A mobile application has very little function without data to work with and enterprise business mobile applications, even more so. This has given rise to the visibility of application programming interfaces or APIs within the enterprise. Businesses are using APIs to allow visibility to certain business data to business partners outside the company. This concept is nothing new, businesses have been sharing data through Electronic Data Interchange (EDI) and Value-Added Networks (VANS) since the 1980s. However, in the last two years, the spotlight has again shown on APIs as the linchpin to support mobile development.
One facet of creating APIs to support mobile development is Microservices which are small, single-purpose, server applications and that can be composed together to form other server applications. The idea is that a microservice does one thing well and executes as a standalone application within a server container (which is one of the differentiators between microservices and their larger SOA brethren). A number of IT technologists have equated microservices with the idea of Unix shell pipeline apps in that they share characteristics such as “small”, independently deployed in their own container, may communicate with each other and are loosely-coupled. James Lewis and Martin Fowler of Thoughtworks published an excellent paper that covers Microservices 101:
In short, the microservice architectural style is an approach to developing a single application as a suite of small services, each running in its own process and communicating with lightweight mechanisms, often an HTTP resource API.
You can say that the above statement could also fit SOA but Lewis/Martin call out how microservices are different enough to stand as its own architecture.
One of the reasons that microservices is a popular choice for mobile development is that each service can start out small, the developer can work both sides of the effort, creating both the mobile app and the service to support it, iterating the services to meet the needs of the mobile app and simply deploy the changed service without coordinating with other developers or the service development team.
This leads into the second trend besides mobile development that has pushed Microservices to the forefront which is the shift to DevOps and Continuous Delivery as another key enabler. The reason for this is that microservices support the need for quicker, independent development (no teams), easy rollback, developer-owned (no handoff to the service support team, it follows more of the “you built it, you support it”), and frequent releases.
Microservice allows an easy and flexible way to integrate automatic deployment with Continuous Integration tools familiar to developers such as Jenkins.
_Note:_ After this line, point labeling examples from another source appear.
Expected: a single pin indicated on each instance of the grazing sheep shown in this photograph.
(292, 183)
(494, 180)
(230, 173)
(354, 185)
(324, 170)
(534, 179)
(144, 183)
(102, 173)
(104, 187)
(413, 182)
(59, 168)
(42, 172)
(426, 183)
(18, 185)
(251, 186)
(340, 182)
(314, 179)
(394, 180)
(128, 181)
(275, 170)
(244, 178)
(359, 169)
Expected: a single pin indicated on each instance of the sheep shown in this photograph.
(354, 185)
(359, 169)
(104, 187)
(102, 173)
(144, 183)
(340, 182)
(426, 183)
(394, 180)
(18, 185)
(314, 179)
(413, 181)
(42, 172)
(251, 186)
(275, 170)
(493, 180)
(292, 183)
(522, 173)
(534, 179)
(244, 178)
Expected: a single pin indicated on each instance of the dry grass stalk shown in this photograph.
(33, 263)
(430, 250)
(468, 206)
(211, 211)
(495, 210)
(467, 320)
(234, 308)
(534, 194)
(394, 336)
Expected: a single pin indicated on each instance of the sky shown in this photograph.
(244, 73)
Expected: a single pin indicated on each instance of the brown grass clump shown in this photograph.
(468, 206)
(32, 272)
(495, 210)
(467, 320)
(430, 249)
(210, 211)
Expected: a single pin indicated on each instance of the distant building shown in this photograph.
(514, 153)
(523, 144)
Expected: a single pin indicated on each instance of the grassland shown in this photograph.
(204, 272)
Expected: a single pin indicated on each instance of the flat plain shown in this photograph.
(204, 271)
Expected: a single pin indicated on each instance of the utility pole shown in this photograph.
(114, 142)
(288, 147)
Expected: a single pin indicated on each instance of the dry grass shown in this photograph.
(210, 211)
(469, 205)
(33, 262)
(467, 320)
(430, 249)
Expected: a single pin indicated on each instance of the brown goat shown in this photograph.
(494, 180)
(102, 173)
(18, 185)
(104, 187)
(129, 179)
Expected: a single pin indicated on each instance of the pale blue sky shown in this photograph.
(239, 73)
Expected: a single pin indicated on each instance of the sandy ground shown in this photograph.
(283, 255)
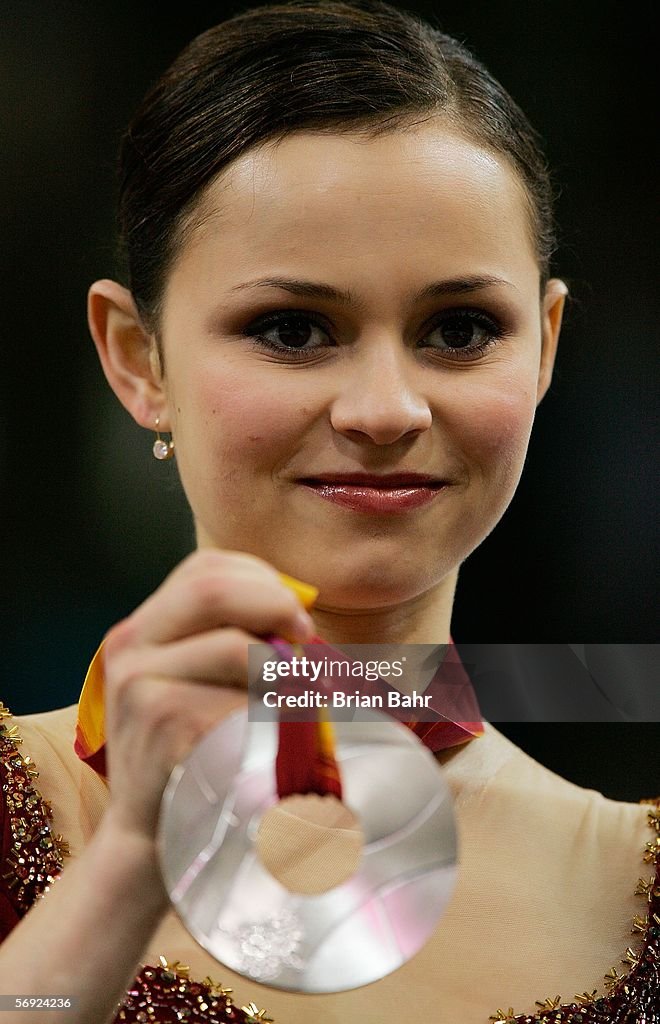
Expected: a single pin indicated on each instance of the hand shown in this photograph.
(178, 666)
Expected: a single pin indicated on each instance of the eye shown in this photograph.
(464, 333)
(295, 333)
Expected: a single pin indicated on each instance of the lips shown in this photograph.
(377, 494)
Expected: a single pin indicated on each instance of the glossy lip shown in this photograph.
(377, 494)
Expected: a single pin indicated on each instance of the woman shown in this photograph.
(339, 307)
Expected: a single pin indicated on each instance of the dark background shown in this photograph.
(91, 523)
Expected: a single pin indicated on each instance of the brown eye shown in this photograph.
(288, 332)
(470, 332)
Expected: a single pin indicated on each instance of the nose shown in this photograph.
(380, 396)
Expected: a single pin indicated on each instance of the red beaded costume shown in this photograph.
(32, 857)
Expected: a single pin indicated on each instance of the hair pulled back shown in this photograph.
(327, 66)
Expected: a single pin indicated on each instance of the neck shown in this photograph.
(426, 619)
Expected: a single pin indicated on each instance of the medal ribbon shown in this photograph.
(305, 761)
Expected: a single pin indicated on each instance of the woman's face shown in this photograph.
(387, 380)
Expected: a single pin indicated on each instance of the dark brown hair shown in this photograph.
(322, 65)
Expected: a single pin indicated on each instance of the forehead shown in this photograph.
(342, 202)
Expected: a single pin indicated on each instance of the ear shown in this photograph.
(128, 353)
(553, 310)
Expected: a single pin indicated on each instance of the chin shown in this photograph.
(367, 587)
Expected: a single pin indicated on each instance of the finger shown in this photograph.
(214, 656)
(218, 591)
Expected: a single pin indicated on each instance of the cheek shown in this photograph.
(494, 433)
(246, 422)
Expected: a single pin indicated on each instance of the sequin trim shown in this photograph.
(36, 856)
(160, 994)
(633, 996)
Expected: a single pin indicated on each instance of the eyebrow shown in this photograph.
(316, 290)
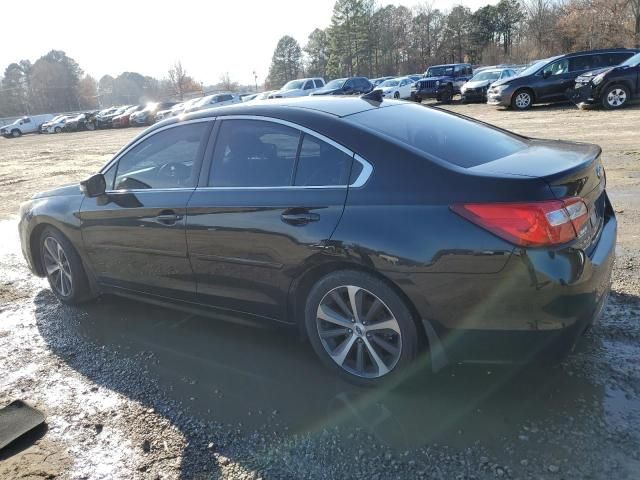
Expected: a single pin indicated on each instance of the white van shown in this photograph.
(24, 125)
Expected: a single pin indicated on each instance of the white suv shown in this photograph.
(299, 88)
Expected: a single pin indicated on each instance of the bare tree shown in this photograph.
(179, 79)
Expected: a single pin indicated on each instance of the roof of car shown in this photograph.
(337, 107)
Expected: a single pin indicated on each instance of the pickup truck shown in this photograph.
(30, 124)
(442, 82)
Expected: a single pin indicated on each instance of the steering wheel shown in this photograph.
(175, 171)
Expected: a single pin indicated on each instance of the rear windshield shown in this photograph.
(442, 135)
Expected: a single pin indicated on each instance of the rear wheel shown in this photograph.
(615, 96)
(360, 327)
(63, 268)
(522, 99)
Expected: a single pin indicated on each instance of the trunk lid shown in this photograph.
(570, 169)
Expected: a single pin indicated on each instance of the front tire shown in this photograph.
(522, 100)
(360, 327)
(63, 268)
(615, 96)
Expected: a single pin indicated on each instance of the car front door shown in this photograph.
(553, 81)
(135, 233)
(272, 197)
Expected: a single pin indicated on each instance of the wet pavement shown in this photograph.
(185, 396)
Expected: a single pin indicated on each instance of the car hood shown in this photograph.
(434, 78)
(478, 84)
(73, 189)
(325, 91)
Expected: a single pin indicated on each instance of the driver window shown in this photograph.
(557, 68)
(167, 159)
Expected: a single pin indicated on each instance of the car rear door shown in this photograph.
(267, 206)
(135, 233)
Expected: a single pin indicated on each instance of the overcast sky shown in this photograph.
(209, 37)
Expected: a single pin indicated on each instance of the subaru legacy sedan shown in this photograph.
(383, 231)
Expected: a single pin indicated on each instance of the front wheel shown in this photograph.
(616, 96)
(522, 100)
(360, 327)
(63, 268)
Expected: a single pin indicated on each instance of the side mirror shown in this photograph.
(94, 186)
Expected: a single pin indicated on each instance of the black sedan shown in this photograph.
(380, 230)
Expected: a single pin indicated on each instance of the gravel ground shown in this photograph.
(135, 391)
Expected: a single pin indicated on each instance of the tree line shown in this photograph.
(56, 83)
(370, 40)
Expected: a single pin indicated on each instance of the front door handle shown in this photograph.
(299, 217)
(168, 217)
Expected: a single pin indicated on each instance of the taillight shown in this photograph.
(530, 224)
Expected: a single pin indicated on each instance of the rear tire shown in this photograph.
(522, 99)
(63, 268)
(369, 347)
(615, 96)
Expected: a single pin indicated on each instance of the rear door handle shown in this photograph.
(168, 217)
(299, 217)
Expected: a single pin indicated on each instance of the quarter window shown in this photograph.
(254, 153)
(321, 164)
(167, 159)
(557, 68)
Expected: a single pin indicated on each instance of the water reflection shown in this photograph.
(261, 377)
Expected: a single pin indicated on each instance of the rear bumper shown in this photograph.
(538, 304)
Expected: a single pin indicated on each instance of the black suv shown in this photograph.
(610, 87)
(548, 80)
(442, 82)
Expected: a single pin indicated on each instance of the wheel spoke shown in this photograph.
(329, 315)
(382, 367)
(356, 301)
(341, 352)
(390, 324)
(373, 310)
(340, 302)
(381, 342)
(53, 251)
(52, 268)
(334, 332)
(360, 356)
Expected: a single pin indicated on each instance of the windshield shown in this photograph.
(631, 62)
(337, 83)
(293, 85)
(534, 67)
(439, 71)
(490, 75)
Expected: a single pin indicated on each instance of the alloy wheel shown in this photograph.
(523, 100)
(359, 331)
(58, 267)
(616, 97)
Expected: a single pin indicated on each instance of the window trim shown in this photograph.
(123, 151)
(360, 181)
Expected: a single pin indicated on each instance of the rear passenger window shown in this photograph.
(584, 62)
(321, 164)
(254, 153)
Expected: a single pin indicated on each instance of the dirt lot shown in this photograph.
(134, 391)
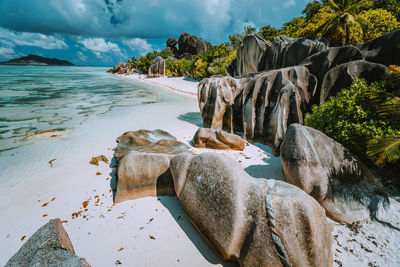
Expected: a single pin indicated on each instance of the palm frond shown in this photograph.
(386, 147)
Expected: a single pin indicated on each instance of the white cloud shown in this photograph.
(99, 46)
(154, 19)
(81, 56)
(33, 39)
(138, 44)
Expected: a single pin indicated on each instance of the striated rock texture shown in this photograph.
(209, 138)
(192, 45)
(256, 222)
(123, 68)
(343, 75)
(257, 55)
(48, 246)
(143, 158)
(146, 141)
(261, 106)
(330, 173)
(157, 69)
(384, 49)
(249, 57)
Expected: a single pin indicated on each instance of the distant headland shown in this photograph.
(37, 61)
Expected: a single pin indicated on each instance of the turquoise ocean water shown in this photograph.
(34, 98)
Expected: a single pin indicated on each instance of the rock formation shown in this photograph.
(257, 55)
(256, 222)
(157, 69)
(217, 139)
(48, 246)
(249, 56)
(123, 68)
(261, 106)
(188, 46)
(383, 50)
(330, 173)
(342, 76)
(157, 141)
(143, 164)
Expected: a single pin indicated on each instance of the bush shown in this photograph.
(351, 119)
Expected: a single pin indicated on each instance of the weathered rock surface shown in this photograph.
(146, 141)
(330, 173)
(257, 55)
(342, 76)
(249, 57)
(157, 69)
(143, 164)
(217, 139)
(256, 222)
(191, 44)
(48, 246)
(144, 174)
(216, 95)
(123, 68)
(384, 49)
(285, 51)
(320, 63)
(261, 106)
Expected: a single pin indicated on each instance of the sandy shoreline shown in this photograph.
(107, 233)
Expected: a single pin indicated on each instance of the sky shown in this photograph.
(105, 32)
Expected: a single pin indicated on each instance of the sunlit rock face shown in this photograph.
(143, 158)
(217, 139)
(48, 246)
(157, 69)
(256, 222)
(261, 106)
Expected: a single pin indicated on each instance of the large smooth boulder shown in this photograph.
(146, 141)
(216, 95)
(48, 246)
(330, 173)
(143, 158)
(257, 55)
(343, 75)
(320, 63)
(256, 222)
(192, 45)
(217, 139)
(249, 57)
(286, 51)
(261, 106)
(384, 49)
(143, 175)
(157, 69)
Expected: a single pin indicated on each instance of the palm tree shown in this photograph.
(386, 148)
(344, 22)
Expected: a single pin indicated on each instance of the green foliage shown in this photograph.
(393, 6)
(177, 67)
(351, 119)
(312, 9)
(166, 53)
(268, 33)
(377, 22)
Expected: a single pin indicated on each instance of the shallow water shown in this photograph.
(34, 98)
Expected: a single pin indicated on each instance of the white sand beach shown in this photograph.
(152, 231)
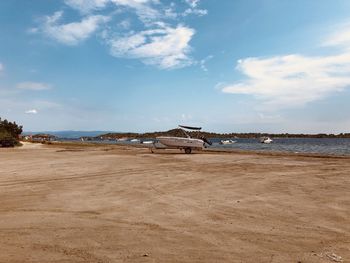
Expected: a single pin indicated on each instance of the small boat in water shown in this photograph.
(266, 140)
(147, 142)
(229, 141)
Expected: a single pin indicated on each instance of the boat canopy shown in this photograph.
(190, 128)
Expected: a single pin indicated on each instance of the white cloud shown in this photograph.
(87, 6)
(157, 41)
(71, 33)
(293, 80)
(33, 111)
(165, 47)
(33, 86)
(193, 10)
(192, 3)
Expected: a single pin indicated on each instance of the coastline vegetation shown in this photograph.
(179, 133)
(9, 133)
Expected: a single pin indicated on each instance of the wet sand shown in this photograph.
(123, 204)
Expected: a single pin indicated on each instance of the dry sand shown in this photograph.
(118, 204)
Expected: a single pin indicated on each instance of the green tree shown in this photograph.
(9, 133)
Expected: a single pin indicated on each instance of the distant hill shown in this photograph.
(68, 134)
(179, 133)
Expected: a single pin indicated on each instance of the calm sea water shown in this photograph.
(296, 145)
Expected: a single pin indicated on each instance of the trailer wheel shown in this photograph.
(188, 150)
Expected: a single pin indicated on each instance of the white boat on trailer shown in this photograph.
(183, 143)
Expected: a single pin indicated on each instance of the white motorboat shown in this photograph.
(147, 142)
(183, 143)
(266, 140)
(229, 141)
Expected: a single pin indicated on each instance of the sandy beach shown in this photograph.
(62, 203)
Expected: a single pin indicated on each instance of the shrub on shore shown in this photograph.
(9, 133)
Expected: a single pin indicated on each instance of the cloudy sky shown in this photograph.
(144, 65)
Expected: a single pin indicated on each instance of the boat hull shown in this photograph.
(181, 143)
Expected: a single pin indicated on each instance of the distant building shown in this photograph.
(43, 137)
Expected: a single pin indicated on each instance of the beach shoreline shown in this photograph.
(74, 202)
That is not to say that microservices provide some type of free-lunch; once the size, number and complexity of the services move out of infancy, a number of issues need to be addressed including operational overhead, a higher level of DevOps skills and the complication of managing a large number of services, many of which perform some level of service inter-communication.
SOA has been around for quite a while and it is difficult to remember when it was the new kid on the block. For the most part, service development around REST and the JSON data interchange format has taken hold and microservices has made it easier for the mobile developer to easily and quickly build/deploy the services needed to support a mobile application.